Olive Tree Bible Software’s work on digital versions of Bibles dates back decades. Its founder Drew Haninger developed Bible programs for the Palm Pilot and other early mobile devices in the late 1990s. It provides various translations of the Bible as well. The Spokane-based company’s website lists several English-language Catholic editions of the Bible, though it says some versions are not available for purchase.
Similar app store difficulties afflicted a company that produces a digital version of the Quran.
Quran Majeed, produced by Pakistan Data Management Services, claims over 35 million users, and 1 million users in China. The company said that according to Apple, the app was removed from Apple’s China app store “because it includes content that requires additional documentation from Chinese authorities.” The company said it is working to contact the Cyberspace Administration of China and relevant Chinese officials to resolve the matter.
Apple declined to comment to the BBC, noting its human rights statement: “We’re required to comply with local laws, and at times there are complex issues about which we may disagree with governments.”

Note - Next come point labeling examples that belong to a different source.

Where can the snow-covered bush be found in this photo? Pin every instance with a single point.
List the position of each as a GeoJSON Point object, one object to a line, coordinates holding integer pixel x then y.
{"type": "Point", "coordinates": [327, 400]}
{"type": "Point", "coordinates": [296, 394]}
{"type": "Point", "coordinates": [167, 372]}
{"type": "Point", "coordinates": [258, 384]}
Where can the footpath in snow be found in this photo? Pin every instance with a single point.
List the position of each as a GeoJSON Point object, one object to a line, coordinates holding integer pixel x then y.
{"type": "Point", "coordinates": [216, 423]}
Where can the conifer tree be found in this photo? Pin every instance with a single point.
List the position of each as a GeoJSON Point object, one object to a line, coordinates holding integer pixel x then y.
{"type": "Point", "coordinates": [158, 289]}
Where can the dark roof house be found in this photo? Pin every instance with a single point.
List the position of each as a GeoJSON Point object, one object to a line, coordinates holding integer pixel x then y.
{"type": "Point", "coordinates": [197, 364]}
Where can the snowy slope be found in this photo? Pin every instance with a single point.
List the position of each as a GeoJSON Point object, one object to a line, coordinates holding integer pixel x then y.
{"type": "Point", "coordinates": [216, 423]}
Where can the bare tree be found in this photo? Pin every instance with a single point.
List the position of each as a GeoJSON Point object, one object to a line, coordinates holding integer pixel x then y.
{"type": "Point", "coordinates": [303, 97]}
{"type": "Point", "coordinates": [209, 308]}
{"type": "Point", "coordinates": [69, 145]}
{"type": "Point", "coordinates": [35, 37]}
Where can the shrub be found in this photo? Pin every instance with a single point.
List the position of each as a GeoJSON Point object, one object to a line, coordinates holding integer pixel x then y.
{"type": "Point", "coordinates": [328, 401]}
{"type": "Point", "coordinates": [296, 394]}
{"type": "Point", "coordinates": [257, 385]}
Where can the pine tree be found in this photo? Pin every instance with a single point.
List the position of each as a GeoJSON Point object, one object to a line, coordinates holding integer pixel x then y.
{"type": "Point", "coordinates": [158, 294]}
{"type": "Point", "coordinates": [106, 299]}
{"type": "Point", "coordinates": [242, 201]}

Permit requirements also tripped up Audible, an audiobook and podcast service owned by Amazon. Audible removed its app from the mainland China Apple store in September.
Microsoft recently announced that it would close its career-focused social network site LinkedIn in China because of the challenges of complying with Chinese rules. LinkedIn came under criticism for blocking profiles of some journalists.

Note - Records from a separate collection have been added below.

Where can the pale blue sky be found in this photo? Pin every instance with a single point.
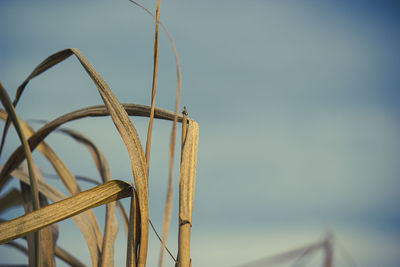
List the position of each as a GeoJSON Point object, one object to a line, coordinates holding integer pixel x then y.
{"type": "Point", "coordinates": [297, 101]}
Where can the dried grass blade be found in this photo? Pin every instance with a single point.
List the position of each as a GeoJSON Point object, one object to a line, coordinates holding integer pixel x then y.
{"type": "Point", "coordinates": [111, 225]}
{"type": "Point", "coordinates": [82, 220]}
{"type": "Point", "coordinates": [133, 233]}
{"type": "Point", "coordinates": [135, 150]}
{"type": "Point", "coordinates": [10, 199]}
{"type": "Point", "coordinates": [46, 64]}
{"type": "Point", "coordinates": [94, 111]}
{"type": "Point", "coordinates": [48, 236]}
{"type": "Point", "coordinates": [6, 101]}
{"type": "Point", "coordinates": [129, 136]}
{"type": "Point", "coordinates": [187, 182]}
{"type": "Point", "coordinates": [64, 209]}
{"type": "Point", "coordinates": [87, 221]}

Apps that are off-limits in China include those relating to Tiananmen Square protests, the religious movement Falun Gong, the Dalai Lama, and independence causes for Tibet and Taiwan, BBC News reports.

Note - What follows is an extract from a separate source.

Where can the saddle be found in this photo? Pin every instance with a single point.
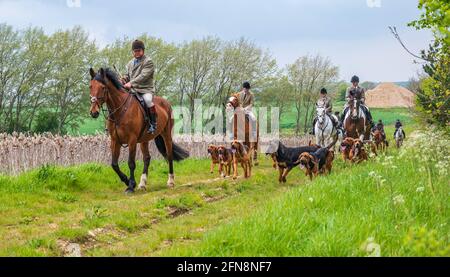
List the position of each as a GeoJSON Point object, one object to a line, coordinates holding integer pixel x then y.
{"type": "Point", "coordinates": [141, 101]}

Religious organizations are strictly regulated under Chinese law and Christian clergy can face legal penalties if they do not register with the government or if they conduct unauthorized activities or act in ways that allegedly undermine national unity.
In 2018 the Holy See reached an agreement with the Chinese government on the appointment of bishops, and this agreement was renewed for two more years in October 2020. The terms of the agreement have never been fully revealed, but it reportedly allows China’s state-sanctioned Chinese Catholic Patriotic Association to select episcopal candidates, who would then be approved or vetoed by the Holy See.
However, administrative rules which took effect in May made no mention of the Vatican approval process, the magazine Bitter Winter reported earlier this year.
The treatment of some Muslim minorities has also drawn scrutiny. The United States has described as a “genocide” the Chinese Communist Party’s treatment of the Uyghurs, a mostly Muslim ethnic group, and other minorities in the far western Xinjiang autonomous region.
China’s government created a network of detention camps where more than 1 million Uyghurs and other minorities are estimated to have been detained. There have also been reports of forced labor, mass surveillance of Uyghurs, forced sterilizations of Uyghur women, and torture in the camps.
The US Department of Labor estimates that 100,000 Uyghurs and other ethnic minorities may be working in forced labor conditions, after having been imprisoned in the camps.